Unsurprisingly, I've been mining the remnants of those large retail coffins off the streets still labeled "Tower Records" the past few weeks, taking advantage of the great discounts. Many people have. In fact, people who have probably no experience ever going to a record store have been doing so in hopes of finding holiday seasons gifts. The constant looks of horror, shock, and amazement on many of these faces are indescribable.
My reaction to discovering that a "normally" $22 Ennio Morricone import CD soundtrack for Barbablu', for which I ended up paying just ten bucks at the Seattle/Lower Queen Anne Tower Remnants, had an AOL subscription CD-ROM in the case instead, made me mildly disappointed. Out of the multitudes of purchases I made, this was one I was more excited about than the others. I figured I could just return it for store credit to get other goods at the very least. Or maybe not. I do remember seeing a sign written in erasable marker stating "ALL SALES ARE FINAL." But, I wasn't at fault here, and I'm sure I could just go back and get some informal credit for this -- and end up buying more stuff along the way to right the wrong... right?

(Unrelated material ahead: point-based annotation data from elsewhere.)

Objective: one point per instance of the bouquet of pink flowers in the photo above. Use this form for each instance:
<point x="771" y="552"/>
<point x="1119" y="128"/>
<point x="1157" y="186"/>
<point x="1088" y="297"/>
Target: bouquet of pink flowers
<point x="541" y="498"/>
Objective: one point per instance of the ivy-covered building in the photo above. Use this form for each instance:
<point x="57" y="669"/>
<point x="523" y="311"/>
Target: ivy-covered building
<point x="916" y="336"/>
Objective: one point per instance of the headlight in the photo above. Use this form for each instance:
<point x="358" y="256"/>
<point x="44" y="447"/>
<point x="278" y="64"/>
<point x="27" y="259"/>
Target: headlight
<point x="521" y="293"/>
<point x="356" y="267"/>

Tonight, I walked to the empty cashier desk with my defective CD and the receipt, and explained my situation. I was immediately told by the guy and girl working behind the desks that they cannot take back defective CDs.
I asked why not.
They said that they cannot just start taking back everybody who supposedly has a broken CD and giving them credit. "We are trying to get rid of stuff."
There was certainly a tone in that reply that implied a lack of trust of customers who would copy their heavily discounted CDs, stuff the case with crap, and claim to have purchased a defective CD. So I told them that I had made several purchases at their store, and that I would never do such a thing unless I was telling the truth.
The girl responded by saying "No, it's not that we think you're a crook! All sales are final. We can not take anything back, even if it's defective, which sucks for you in this case, but we can't. Sorry."
I asked if I could just have store credit, and they immediately said "No! We told you can NOT GIVE CREDIT BACK. We are not 'Tower Records' anymore. We are owned by liquidators. We have to play by their rules."
While they were defending themselves, I verbally hypothesized the following to them: "So, if you guys wanted to re-seal CDs with AOL subscription CD-ROMS and sell them as something else, you could get away with it, and customers couldn't be refunded."
They paused, looked down, and said "Yes" without any emotion. Since I was planning to write an article about the demise of Tower Records anyway, I thought this was a very awful response -- so I told them that I was writing this article and asked if I could quote them on what they just told me. The girl soured and said "No!"
At that moment, I realized I was being very impetuous, so I was going to subsequently just state that I think their liquidators' policy on not taking back defective CDs was wrongheaded, based on retail principle, whether going out of business or not. It's not that I really needed the ten dollars, nor did I expect the employees to care what I have to say. But it's just a bad business decision to upset wronged customers when in any business, even liquidation, as these stories can spread and cast back a bad reputation. Basic logic in Retail 101.
But I never got to state that. The girl got up and started on me... quite loudly, in front of everybody in the store.
"OK, sir, you are being VERY rude. YOU come in here and accuse us of a scheme to re-seal CDs and sell them back to customers and THEN you ask to quote us on this which is very FUCKED up. So you can just take your quotes and go to hell. And you can call your article 'Asshole'!"
This entire half of the store pauses.
"Oh, and this is my last day, so that's why I yelled at you."
Putting aside the issue of whether I deserved to be yelled at or not, which I feel was partially deserved, let's step back for a moment here.
The people currently working at Tower know that they will no longer have jobs in the very near future.
These employees certainly have not been acting too seriously on the job. It would be ridiculous to expect that. Actually, I'd find it very strange if they were jovial and spirited. I have no idea how many of these people have been working there for a long time, or had just been recently hired to help with liquidation. But I doubt any browser at Tower Remnants today would expect any type of good service. The product is frickin' cheap! Who cares!
To which I have to ask my friend at the who bitched me out: if your fellow employees are not going to act seriously in your final days at a liquidated retail establishment, why bother acting studious about return policies? Do you think that yelling at customers and cursing at them will get you a better job reference than letting someone's botched purchase slide by ten dollars worth of credit? What kind of value does a good or bad job reference from a liquidation company hold, anyway?
I realize that it cannot be fun at all to be a Tower Remnants employee, especially given insane hours, insane moments during work, and no sense of job security. I was probably just another awful ugly troll in a grand retail parade of unpleasantness that these Tower employees glaze over every day.
I had already emotionally distanced myself from the very slow rot of a once great music chain. After this experience, this was the anger I needed to be pelted with so I could vow to never see Tower in any shape or form ever again. The fork is stuck in it.